Mills também manteve um cronograma de campanha robusto. No entanto, a sua campanha favoreceu eventos mais pequenos e controlados.

“Minha estratégia sempre foi a política de varejo”, disse Mills ao Maine Public após um evento em 10 de abril em Bangor, quando questionada sobre sua estratégia de campanha. “É isso que adoro fazer. É isso que eu faço. Foi assim que ganhei antes e vou vencer novamente.”

Mills venceu com sucesso duas campanhas para governador, contando com o mesmo tipo de divulgação que está fazendo ao concorrer ao Senado – trabalhando com grupos locais para realizar eventos pequenos e controlados. Mas este ano, essa abordagem está sendo cumprida por um candidato pouco convencional cujas inúmeras prefeituras, anúncios na televisão e presença nas redes sociais o tornaram aparentemente onipresente.

Mark Brewer, professor de ciências políticas da Universidade do Maine, disse que a abordagem de Mills faz sentido para alguém já conhecido dos eleitores do Maine, mas disse que o governador está a ter dificuldade em apelar aos eleitores democratas nas primárias que querem uma grande mudança no sistema político.

“E ela tem dificuldade em convencer as pessoas, especialmente tendo Platner como seu oponente, de que ela representa esse tipo de mudança de rumo”, disse Brewer.

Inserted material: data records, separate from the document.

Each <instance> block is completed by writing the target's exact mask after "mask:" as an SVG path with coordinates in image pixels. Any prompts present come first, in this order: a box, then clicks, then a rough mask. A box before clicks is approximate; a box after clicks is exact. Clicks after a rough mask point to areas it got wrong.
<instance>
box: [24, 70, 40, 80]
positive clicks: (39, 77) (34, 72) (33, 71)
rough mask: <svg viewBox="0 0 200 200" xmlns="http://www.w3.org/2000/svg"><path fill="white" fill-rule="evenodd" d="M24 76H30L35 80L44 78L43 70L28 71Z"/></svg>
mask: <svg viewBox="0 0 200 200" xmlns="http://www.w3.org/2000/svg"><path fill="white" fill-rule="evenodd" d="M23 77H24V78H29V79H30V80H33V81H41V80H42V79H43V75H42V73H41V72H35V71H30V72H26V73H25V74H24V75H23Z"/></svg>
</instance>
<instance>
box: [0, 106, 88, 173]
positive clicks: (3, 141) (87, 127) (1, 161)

Platner, entretanto, tentou enquadrar Mills como um exemplo de democratas nacionais que ungem candidatos do status quo que só lutam por “migalhas” uma vez eleitos. Em Bowdoin, ele disse que eleger candidatos ousados ​​é a única forma de desmantelar um sistema político manipulado para os ricos e alimentado pelo Congresso.

“Eles construíram o sistema que nos trouxe até aqui. Não serão eles que nos tirarão de lá”, disse ele. “Nós somos.”

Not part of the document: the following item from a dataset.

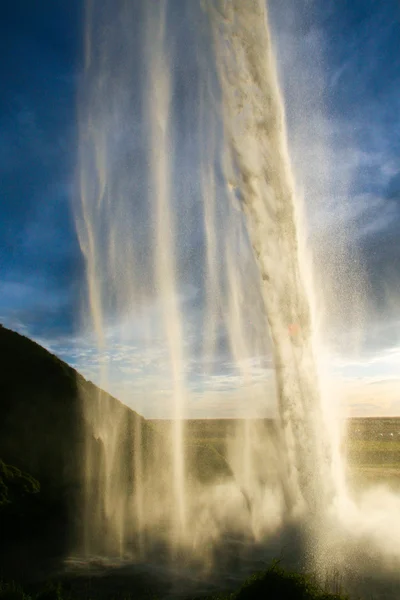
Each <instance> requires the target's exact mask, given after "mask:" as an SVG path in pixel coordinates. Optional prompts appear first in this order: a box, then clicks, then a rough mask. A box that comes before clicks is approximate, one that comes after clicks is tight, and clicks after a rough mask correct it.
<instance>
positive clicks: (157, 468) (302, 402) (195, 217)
mask: <svg viewBox="0 0 400 600" xmlns="http://www.w3.org/2000/svg"><path fill="white" fill-rule="evenodd" d="M168 4H169V8H168V7H167V3H148V2H142V3H127V2H124V1H123V0H113V1H111V0H107V1H105V2H103V3H102V6H101V9H99V7H98V5H97V4H95V3H91V2H88V10H87V22H86V25H87V27H86V44H85V48H86V50H85V52H86V60H85V74H84V77H83V84H82V92H81V97H80V100H79V106H80V150H81V156H80V172H81V195H80V203H79V207H78V210H77V229H78V234H79V240H80V244H81V248H82V251H83V254H84V256H85V260H86V265H87V279H88V290H87V292H88V293H87V295H88V299H89V308H88V311H87V313H88V314H87V315H85V316H87V317H88V322H89V323H90V325H89V326H88V329H90V330H91V331H92V332H94V335H95V338H96V344H97V348H98V352H99V362H100V364H101V366H100V369H99V374H98V382H99V383H100V385H101V386H102V387H104V388H105V389H112V388H113V384H115V381H114V379H115V364H117V366H118V364H119V361H120V360H122V358H121V356H122V357H123V358H124V357H125V358H124V361H125V362H123V369H124V371H122V370H120V371H119V372H118V373H119V375H120V377H121V381H122V382H123V386H122V388H120V389H121V392H122V393H123V397H124V401H125V402H127V403H128V404H130V405H131V406H134V407H135V408H136V409H137V410H138V412H139V413H141V414H150V413H151V408H152V407H151V406H150V405H151V404H152V403H153V398H156V402H157V409H158V410H159V411H160V412H161V411H164V412H163V414H164V415H165V416H168V417H169V419H170V420H171V421H170V422H168V423H164V424H163V427H162V435H156V433H155V432H154V431H152V430H151V431H149V429H148V427H147V424H146V422H145V421H144V420H143V419H141V418H139V417H138V416H137V417H131V418H130V420H129V422H128V421H127V420H126V414H127V413H126V411H124V409H123V407H122V406H121V407H119V408H118V409H116V406H117V405H116V404H115V403H112V402H111V403H110V402H109V401H108V399H107V397H106V396H104V397H103V395H100V397H99V403H98V406H97V410H93V409H92V408H91V409H90V410H88V411H87V415H86V418H87V422H88V429H89V431H90V432H91V435H92V438H93V439H94V441H93V439H92V440H91V441H90V443H89V444H88V447H87V449H86V459H87V460H86V464H87V471H88V477H87V490H86V518H85V524H86V530H87V531H86V536H85V538H86V545H85V546H86V552H87V554H89V555H93V554H101V555H103V556H115V555H119V556H120V557H123V556H127V557H128V559H129V560H139V559H143V558H146V557H149V556H151V552H152V549H153V548H154V547H156V548H157V549H158V550H159V548H160V546H159V544H160V545H161V546H162V548H165V547H167V548H172V549H173V557H175V559H176V556H177V554H176V552H177V551H178V550H179V549H181V548H183V549H184V550H185V558H186V559H188V557H189V556H190V557H191V559H192V558H193V557H194V560H196V561H197V560H199V559H201V561H202V564H207V565H211V564H212V561H213V560H215V556H214V552H215V548H216V547H217V545H218V542H219V541H220V542H221V541H222V542H225V540H226V538H227V537H229V536H231V537H232V536H233V537H235V536H236V537H235V539H236V538H237V539H240V540H245V542H246V543H247V542H248V543H249V544H250V542H251V543H261V542H263V543H264V542H265V541H266V540H270V539H271V540H272V539H273V533H274V532H277V531H280V528H281V527H282V526H283V525H284V524H286V525H287V524H288V522H290V523H291V524H292V522H293V519H292V517H293V516H294V517H295V518H298V522H300V523H303V522H304V521H306V522H308V521H311V522H312V528H308V529H307V535H308V540H310V539H311V538H312V540H313V541H314V542H315V543H314V551H316V552H320V554H321V556H323V559H321V560H322V562H326V561H328V559H329V552H330V551H331V549H332V544H330V545H329V544H328V545H327V548H328V550H326V551H324V552H323V548H322V546H321V545H318V544H319V541H320V538H321V536H322V537H325V538H327V539H328V538H329V539H331V538H332V539H333V540H337V539H338V536H339V537H340V535H341V534H340V535H339V534H338V533H337V532H336V533H335V534H334V535H331V532H330V531H331V530H333V529H335V528H336V529H339V530H340V531H341V532H342V533H343V531H346V532H347V529H348V528H349V521H348V518H347V517H349V515H354V514H356V513H357V515H359V512H357V510H356V508H355V507H354V506H353V505H352V503H351V502H350V501H349V499H348V496H347V492H346V489H345V483H344V470H343V465H342V461H341V455H340V451H339V443H338V440H339V436H338V431H337V429H338V428H337V420H335V419H332V418H331V413H330V409H331V404H330V403H331V397H330V394H329V392H328V389H327V388H328V386H329V381H328V380H327V379H326V377H325V375H324V370H323V365H322V361H321V355H323V354H324V351H325V349H324V346H323V345H322V343H321V341H320V339H321V331H320V324H321V323H323V322H324V319H323V318H321V312H320V305H321V294H320V293H318V295H317V294H316V292H315V290H316V285H315V284H314V282H313V276H312V271H313V269H312V261H311V258H310V256H309V255H308V250H307V247H306V243H305V240H306V239H307V231H306V228H305V225H304V216H303V206H302V197H301V194H300V193H299V190H298V189H297V187H296V183H295V178H294V176H293V168H292V165H291V161H290V159H289V152H288V147H287V132H286V123H285V112H284V108H283V102H282V98H281V93H280V89H279V85H278V78H277V73H276V66H275V58H274V53H273V49H272V47H271V41H270V28H269V25H268V21H267V11H266V7H265V4H264V2H261V0H249V1H248V2H241V0H235V1H232V2H215V3H213V2H204V3H203V4H204V6H205V8H206V11H205V12H206V15H205V14H204V13H201V11H200V10H199V6H198V3H190V4H189V3H185V6H183V3H180V2H177V3H175V4H174V3H168ZM172 13H173V17H174V18H172V17H171V14H172ZM178 17H179V18H178ZM173 20H175V21H176V20H178V21H179V22H180V23H181V29H180V30H178V31H176V30H174V35H172V33H171V27H172V24H173ZM188 24H189V25H190V24H191V25H193V24H196V27H190V26H189V25H188ZM197 24H199V26H198V27H197ZM210 30H211V31H210ZM174 36H175V37H174ZM176 38H179V43H178V42H177V41H176ZM189 42H190V43H189ZM182 47H184V48H185V50H186V53H185V60H186V61H188V62H189V64H190V69H188V72H189V74H188V75H187V74H186V75H185V74H184V75H183V76H182V73H181V72H180V70H183V71H184V69H182V64H181V62H179V60H178V54H179V49H181V48H182ZM191 69H193V70H194V71H195V72H196V76H195V77H193V73H192V72H191ZM182 77H183V83H182ZM182 98H183V99H182ZM188 290H189V291H188ZM193 290H195V292H194V293H193ZM188 298H189V300H188ZM193 298H194V299H195V301H193ZM190 302H192V305H190ZM196 303H197V304H196ZM199 304H201V309H199V307H198V305H199ZM188 305H190V306H188ZM193 305H194V306H193ZM193 315H194V316H193ZM323 316H324V315H322V317H323ZM193 330H195V331H197V332H200V334H198V335H197V336H193ZM138 348H139V350H138ZM271 353H272V356H273V369H274V377H275V383H274V382H273V381H272V376H271V374H270V373H271V371H272V369H271V367H270V365H269V364H268V366H267V367H266V366H265V365H266V364H267V363H268V361H269V357H270V354H271ZM219 354H221V355H222V359H221V358H220V357H219ZM127 355H128V357H129V360H128V363H127V361H126V356H127ZM100 359H101V360H100ZM260 365H261V366H260ZM221 372H222V373H227V372H229V377H228V376H226V377H224V376H223V375H221ZM260 372H261V376H260ZM124 373H128V375H129V376H128V377H126V378H125V379H124V378H123V376H122V375H123V374H124ZM221 380H222V381H221ZM227 380H228V386H227V387H223V386H226V385H227ZM137 381H139V389H138V383H137ZM218 385H220V388H218ZM213 386H214V387H213ZM221 388H222V391H221ZM255 396H258V397H259V398H260V401H261V405H262V406H263V407H265V406H266V405H267V404H268V403H269V407H270V414H271V413H272V412H273V408H274V404H275V405H276V406H277V411H278V412H279V417H280V418H279V419H278V421H279V424H280V425H279V426H278V427H277V428H276V429H275V430H274V431H271V429H270V428H268V427H265V426H264V424H263V423H261V422H260V421H253V420H251V419H249V418H248V417H249V414H251V415H252V416H253V413H252V410H254V408H253V407H254V399H255ZM275 396H276V397H277V401H275V402H274V401H271V398H275ZM196 403H198V404H200V403H201V404H202V406H203V407H205V408H203V414H204V413H205V414H206V415H207V416H208V414H207V406H210V407H211V408H212V409H215V406H216V405H219V406H222V405H223V404H224V403H226V405H227V406H228V407H229V410H230V412H229V413H228V414H229V416H232V417H239V416H240V417H243V416H245V417H246V418H245V419H243V420H241V421H240V422H239V424H237V425H236V423H235V426H234V427H233V428H228V427H227V429H226V431H224V433H223V436H221V440H220V442H221V445H222V446H223V447H224V450H225V451H226V452H225V455H224V457H223V458H222V459H221V456H219V458H218V456H217V458H216V457H215V455H210V454H207V449H204V448H203V449H202V451H204V452H206V458H205V459H204V460H205V464H206V467H207V469H210V467H209V465H210V464H211V463H212V461H213V460H216V461H217V462H218V461H219V462H218V468H217V469H216V473H217V474H216V476H215V477H214V478H211V480H207V481H206V482H205V481H204V480H203V479H202V477H201V476H200V477H197V476H194V474H193V471H195V470H196V468H194V467H198V465H197V463H198V462H199V456H200V453H199V452H198V449H197V448H196V447H193V445H191V444H190V443H188V442H190V437H189V435H188V433H187V431H186V428H185V426H184V421H183V418H184V417H186V416H187V415H188V414H190V412H189V411H190V410H192V411H194V410H195V409H196ZM251 403H252V408H250V407H249V405H250V404H251ZM153 410H154V409H153ZM264 414H265V413H264ZM217 454H218V453H217ZM193 456H194V459H193ZM203 475H204V474H203ZM333 508H334V510H330V509H333ZM310 515H312V518H311V519H310ZM338 515H347V517H346V518H344V517H343V518H338ZM338 523H341V524H340V525H339V524H338ZM316 529H319V530H320V533H319V534H318V533H317V531H316ZM335 531H336V530H335ZM343 535H344V534H343ZM222 542H221V543H222ZM317 542H318V543H317ZM335 543H336V542H335ZM222 546H223V547H224V544H223V543H222ZM338 546H339V554H340V552H342V550H343V544H342V541H341V540H339V541H338ZM274 548H275V546H274ZM315 548H316V549H317V550H315ZM157 556H158V557H159V554H158V555H157ZM346 556H348V555H347V554H346ZM325 557H328V558H325Z"/></svg>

Graham Platner está em um palco em frente a um microfone enquanto fala em uma prefeitura em Ogunquit, Maine, em 2025. Atrás dele está uma alta cortina de teatro marrom com as palavras "GRAHAM PARA O SENADO DOS EUA" projetado nele em letras com contorno verde.

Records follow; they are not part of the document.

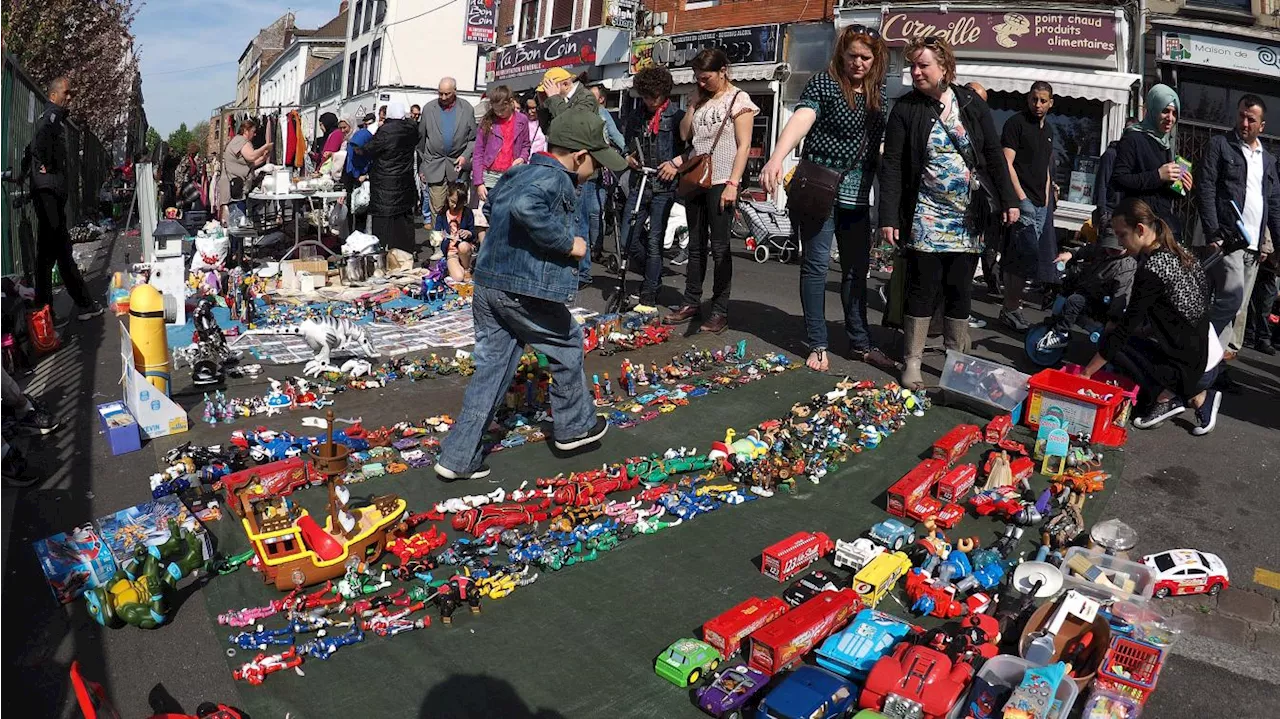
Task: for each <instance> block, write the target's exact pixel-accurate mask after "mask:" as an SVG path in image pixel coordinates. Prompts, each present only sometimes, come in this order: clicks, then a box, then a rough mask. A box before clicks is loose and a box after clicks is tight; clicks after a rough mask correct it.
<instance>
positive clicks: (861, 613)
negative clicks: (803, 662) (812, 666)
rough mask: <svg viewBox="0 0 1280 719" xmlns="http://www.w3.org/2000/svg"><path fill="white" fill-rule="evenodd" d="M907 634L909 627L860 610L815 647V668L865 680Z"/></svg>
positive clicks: (844, 675) (905, 623) (874, 610)
mask: <svg viewBox="0 0 1280 719" xmlns="http://www.w3.org/2000/svg"><path fill="white" fill-rule="evenodd" d="M910 632H911V624H909V623H906V622H904V620H901V619H899V618H897V617H891V615H888V614H884V613H883V612H877V610H876V609H863V610H861V612H859V613H858V615H856V617H854V620H852V622H851V623H850V624H849V627H846V628H845V631H844V632H840V633H838V635H835V636H831V637H828V638H827V641H824V642H822V646H820V647H818V652H817V654H818V665H819V667H824V668H827V669H831V670H832V672H835V673H837V674H841V676H845V677H849V678H851V679H865V678H867V674H868V673H870V670H872V667H874V665H876V661H878V660H879V658H882V656H884V655H887V654H888V652H890V650H892V649H893V645H896V644H897V642H900V641H902V637H905V636H906V635H909V633H910Z"/></svg>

Brewer disse que mesmo as tentativas de Mills de acompanhar a mudança do eleitorado – incluindo recentemente o apoio a um imposto milionário ao qual ela se opôs no ano passado – não estão de acordo com seu histórico centrista..

“Isso não será visto como confiável, certo? Por muitos eleitores, pelo menos. Eles vão olhar para isso e dizer: ‘Ah, ela está em baixa nas pesquisas e… ela está fazendo isso, mas não acredita realmente'”, disse ele. “Se ela faz isso ou não, não importa. É como as pessoas percebem isso.”

Ao mesmo tempo, as controvérsias bem documentadas de Platner – incluindo postagens ofensivas anteriores nas redes sociais sobre agressão sexual, eleitores brancos rurais e os hábitos de gorjeta dos negros – não assustaram o endosso de pessoas como A senadora Elizabeth Warren, D-Mass. Warren apoiou Platner em março e realizou um comício com a presença de cerca de 1.000 pessoas em Portland, Maine, no sábado.

“Ele é um organizador e é a pessoa que vai derrotar Susan Collins”, disse ela.

Durante o comício, uma mulher de 80 anos disse a Platner que iria doar a ele seu cheque de acessibilidade de US$ 300, uma proposta de Mills para lidar com a inflação que ela recentemente sancionou.

Platner disse à mulher que era um bom uso do dinheiro.

Enquanto isso, Collins teve que gastar pouco do dinheiro de sua campanha enquanto os democratas brigavam.

Embora Platner tenha superado Collins e Mills durante o primeiro trimestre deste ano, o republicano tem mais de três vezes mais dinheiro em mãos. A primária também está forçando Platner a recorrer fortemente ao seu fundo de guerra de campanha.

Platner recebeu US$ 4 milhões em contribuições até agora este ano, mas também gastou US$ 5 milhões no mesmo período, deixando-o com US$ 2,7 milhões em dinheiro disponível. Collins, que não tem um oponente principal, gastou cerca de um quinto desse valor e tem US$ 10 milhões em dinheiro em mãos.